LA RICHIESTA DI SOSTEGNO
La richiesta già presentata ai governi del Vecchio continente è di un sostegno complessivo, su scala globale, per 200 miliardi di dollari. “Senza un aiuto adatto, le compagnie non saranno pronte a riprendere le operazioni” quando terminerà l’emergenza, ha detto il vice presidente della Iata Rafael Schvartzman. “Molti vettori non esisteranno più”. D’altra parte, le stime di Eurocontrol mostrano riduzioni di traffico significative, dell’87% per l’Italia, nel 57% per la Francia e del 37% per il Regno Unito solo per citare alcuni tra i maggiori Paesi europei.
IL SETTORE DELLA DIFESA
Non è estraneo a ipotesi di criticità il comparto della Difesa, su cui rischiano di pesare due fenomeni. Nel breve termine, l’interruzione di alcune attività potrebbe incidere sulle filiere industriali, con riduzioni di liquidità difficili da affrontare. Lo ha spiegato su queste colonne il presidente dell’Aiad, Guido Crosetto: “Le aziende sono abituate a fatturare, scontare le fatture ed effettuare i pagamenti; non potendo farlo, salteranno i pagamenti (ne saltano anche molti adesso) e il prossimo mese saranno in molte di più a non poter pagare; è come un domino: la debolezza di molte si abbatterà su tutte”.
I TIMORI ITALIANI
Nel lungo termine, le preoccupazioni riguardano l’ipotesi di recessione una volta terminata l’emergenza. Allora, i budget per la Difesa potrebbero vedere riduzioni significative, come fu nel caso della crisi del 2008-2009. Una situazione temuta in particolare in Italia, dove solo per il 2020 sono emersi segnali incoraggianti su un’inversione di tendenza rispetto ad anni di budget piuttosto risicati (lo spiegavamo qui). Certo, quando bisognerà capire dove e come tagliare, è opportuno considerare che la Difesa resta un comparto strategico, a forte impatto sull’economia nazionale (a partire dagli investimenti in ricerca e sviluppo) e soprattutto determinante per la sicurezza nazionale.
LE MISURE DEL PENTAGONO
Non è un caso che il Pentagono (che per il 2020 si è già visto autorizzare una spesa da 730 miliardi di dollari) abbia messo in atto misure significative per affrontare la situazione e tutelare il comparto a stelle e strisce. Misure che partono proprio dalla crisi di liquidità nel breve periodo. Domenica, il dipartimento guidato da Mark Esper ha informato di aver aumentato i pagamenti progressivi sui contratti in essere, dall’80 al 90% dei costi per le grandi aziende e dal 90 al 95% per le medie e piccole. L’obiettivo è aumentare i flussi di cassa per evitare carenze di liquidità, ragion per cui sono stati accelerati i pagamenti ai prime contractor, chiedendo loro di fare lo stesso sulle rispettive filiere.
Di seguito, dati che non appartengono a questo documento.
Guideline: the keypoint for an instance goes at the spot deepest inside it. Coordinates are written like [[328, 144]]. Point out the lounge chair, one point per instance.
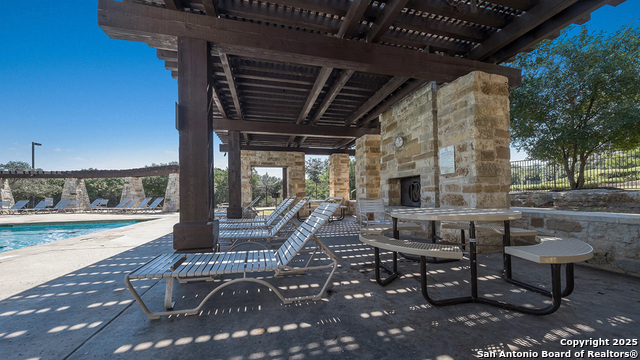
[[40, 207], [123, 205], [140, 207], [262, 236], [73, 206], [260, 222], [379, 223], [60, 205], [192, 267], [17, 207], [155, 205], [247, 212], [94, 205], [4, 206]]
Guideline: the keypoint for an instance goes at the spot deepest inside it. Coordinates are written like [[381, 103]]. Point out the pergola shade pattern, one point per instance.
[[316, 74]]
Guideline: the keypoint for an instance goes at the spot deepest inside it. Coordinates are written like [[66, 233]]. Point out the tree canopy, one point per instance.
[[580, 95], [23, 189], [318, 172]]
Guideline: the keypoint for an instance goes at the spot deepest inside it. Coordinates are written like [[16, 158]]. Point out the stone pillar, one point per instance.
[[368, 167], [75, 189], [473, 117], [172, 194], [5, 192], [339, 176], [196, 230], [473, 114], [234, 176], [293, 162], [132, 189]]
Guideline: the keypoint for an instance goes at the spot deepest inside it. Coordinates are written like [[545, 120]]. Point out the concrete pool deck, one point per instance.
[[67, 300]]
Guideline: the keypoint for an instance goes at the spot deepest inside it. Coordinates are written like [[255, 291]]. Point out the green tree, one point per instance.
[[352, 178], [155, 186], [105, 188], [579, 96], [36, 188], [315, 168], [220, 186]]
La misura era stata chiesta dalle aziende americane con il supporto anche del Congresso.
AZIENDE STRATEGICHE
Nella stessa nota, tra l’altro, il Pentagono ribadiva l’importanza di tutelare il settore da eventuali scalate dall’esterno (esigenza su cui si discute anche in Italia). È anche per questo, nota DefenseNews, che tutto il comparto è stato inserito dal dipartimento della Difesa nella lista delle “infrastrutture critiche” stilata dal dipartimento per la Sicurezza nazionale. Tale elemento, oltre ad alzare la soglia d’attenzione su tentativi sospetti dall’esterno, serve per permettere alle aziende di proseguire le attività anche nel caso in cui gli Stati federati (è successo a New York) imponessero lo stop per l’emergenza coronavirus.